CH haltst trading in Shenzhen

Thursday, Feb 26, 2026 8:15 pm ET1min read

CH haltst trading in Shenzhen

China Halts Trading in Shenzhen Gold and Silver Platforms Amid Market Volatility

Authorities in Shenzhen, China, have taken steps to stabilize its volatile precious metals market, including halting trading on certain platforms and tightening regulatory oversight. The measures follow a surge in speculative demand for gold and silver, which has driven local prices significantly above international benchmarks and exposed investors to heightened risks.

The Luohu district government established a special task force to investigate the operations of Shenzhen-based gold-trading platforms, including Shenzhen Jiewo Rui, after investors reported difficulties withdrawing funds. The platform allows users to trade gold with up to 40-times leverage, amplifying exposure to price swings.

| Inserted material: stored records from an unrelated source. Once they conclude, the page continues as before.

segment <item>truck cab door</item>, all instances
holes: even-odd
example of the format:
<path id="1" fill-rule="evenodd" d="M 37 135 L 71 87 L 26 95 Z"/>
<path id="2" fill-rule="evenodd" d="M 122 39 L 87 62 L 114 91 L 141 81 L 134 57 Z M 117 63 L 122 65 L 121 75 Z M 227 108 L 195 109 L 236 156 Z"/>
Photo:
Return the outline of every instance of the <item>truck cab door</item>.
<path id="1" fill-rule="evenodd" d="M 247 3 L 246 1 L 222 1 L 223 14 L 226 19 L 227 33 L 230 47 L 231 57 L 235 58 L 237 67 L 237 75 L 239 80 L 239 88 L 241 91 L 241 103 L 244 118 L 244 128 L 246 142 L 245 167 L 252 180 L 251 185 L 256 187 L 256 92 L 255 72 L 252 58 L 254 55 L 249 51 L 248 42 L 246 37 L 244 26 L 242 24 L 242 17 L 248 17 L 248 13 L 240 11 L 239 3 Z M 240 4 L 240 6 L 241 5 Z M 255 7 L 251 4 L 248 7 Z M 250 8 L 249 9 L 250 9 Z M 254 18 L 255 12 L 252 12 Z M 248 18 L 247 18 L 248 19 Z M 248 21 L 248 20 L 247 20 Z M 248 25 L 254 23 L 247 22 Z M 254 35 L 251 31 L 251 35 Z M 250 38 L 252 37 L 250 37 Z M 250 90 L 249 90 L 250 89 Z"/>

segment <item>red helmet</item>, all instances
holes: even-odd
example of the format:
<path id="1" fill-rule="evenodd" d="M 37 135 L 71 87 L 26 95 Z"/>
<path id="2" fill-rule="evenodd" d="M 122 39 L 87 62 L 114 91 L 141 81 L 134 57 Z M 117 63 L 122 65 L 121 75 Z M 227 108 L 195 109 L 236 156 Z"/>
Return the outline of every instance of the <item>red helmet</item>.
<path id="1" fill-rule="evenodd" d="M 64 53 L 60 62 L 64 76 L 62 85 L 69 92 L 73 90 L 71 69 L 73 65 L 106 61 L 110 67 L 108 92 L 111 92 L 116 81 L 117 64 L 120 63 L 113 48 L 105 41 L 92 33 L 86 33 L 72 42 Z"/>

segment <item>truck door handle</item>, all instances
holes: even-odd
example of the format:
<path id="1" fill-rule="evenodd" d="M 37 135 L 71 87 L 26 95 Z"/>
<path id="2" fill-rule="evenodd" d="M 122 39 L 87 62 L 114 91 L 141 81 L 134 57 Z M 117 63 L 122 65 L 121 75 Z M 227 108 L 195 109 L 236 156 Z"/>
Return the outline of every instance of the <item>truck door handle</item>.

Tensions escalated when approximately 100 investors gathered at the company's premises, with unverified reports of altercations with police.

Regulatory action has expanded to include restrictions on marketing practices and leveraged trading. A joint notice from ten government departments, including Shenzhen's financial regulatory bureau, prohibits operators from using exaggerated slogans such as "get rich by buying gold" or making false claims about price movements. The directive also bans irregular pre-pricing and leveraged transactions, aiming to curb speculative excesses.

Market volatility has been fueled by global gold prices surging to record highs above $5,300 per ounce in January 2026, driven by dollar weakness and de-dollarization concerns. Local silver prices in China have risen even more sharply, with the UBS SDIC Silver Futures Fund LOF halting subscriptions after its premium over Shanghai Futures Exchange contracts reached 36%—a level deemed "unsustainable" by its managers.

The Shenzhen-based Shuibei bullion market, a key hub for physical gold and silver trading, has seen multiple platform failures this year. A major silver seller there defaulted on deliveries in January, leaving over 350 investors awaiting compensation.

Authorities have emphasized the need to "defuse market risks" and protect retail investors, with sector-wide warnings issued as early as October 2025. While gold prices have since stabilized near $4,970 per ounce, the regulatory crackdown underscores ongoing concerns about leverage, liquidity, and speculative behavior in China's precious metals markets.

Investors are advised to remain cautious as regulators balance market stability with the risks of speculative frenzies.